12:06 PM, 14th November 2014, About 7 years ago 7
After the Bank of England quarterly inflation report, and attending the regional seminar, all the latest indicators have revised down any risk of a rise in the Bank Base Rate.
I have been arguing for some time against the need to increase rates based on economic headwinds, but the latest figures all show a marked decrease in inflationary pressure and general world wide stagnation especially in Europe.
You can see in this chart to the left how market expectations for interest rates have suddenly been revised down
The Chart to the right demonstrates why fixed rate mortgages have been falling with a marked decrease in the cost of 5 year nominal interest rates.
Although a rate decrease is less likely to be considered than stimulating the economy with further Quantitative Easing nothing is as yet off the table. This is because the Bank of England have to report to the government if inflation levels drop below the target of 2%. You can see from the chart to the left that we are heading towards 1% inflation.
The inflation rate is important to the government as it is very difficult to reduce the deficit without the assistance of increasing prices and tax revenue. In fact despite government efforts in making cuts the budget deficit this year will not actually fall at all. Increases in the welfare state budget were capped at 1%, but inflation is falling back down to this level so there have been no real budgetary cuts.
Unemployment is now at its lowest level since 2007 and this would normally cause an upward inflationary pressure.

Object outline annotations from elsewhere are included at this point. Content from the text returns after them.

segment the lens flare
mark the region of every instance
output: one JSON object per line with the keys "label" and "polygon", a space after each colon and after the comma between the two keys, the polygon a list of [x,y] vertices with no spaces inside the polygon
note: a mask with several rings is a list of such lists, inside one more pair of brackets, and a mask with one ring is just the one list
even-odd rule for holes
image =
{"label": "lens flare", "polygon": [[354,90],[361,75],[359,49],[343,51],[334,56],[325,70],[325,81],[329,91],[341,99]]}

However as can be seen in the table to the right there has been a fundamental change in the composition of the labour force with a greater percentage moving away from high skilled, high earning jobs to more low skilled, low income jobs.
Western economies have shifted towards being less business friendly with ever greater regulation and costs with no political incentive to reverse this. Therefore it is likely that interest rates could stay low in the medium and even long term as the world markets correct themselves.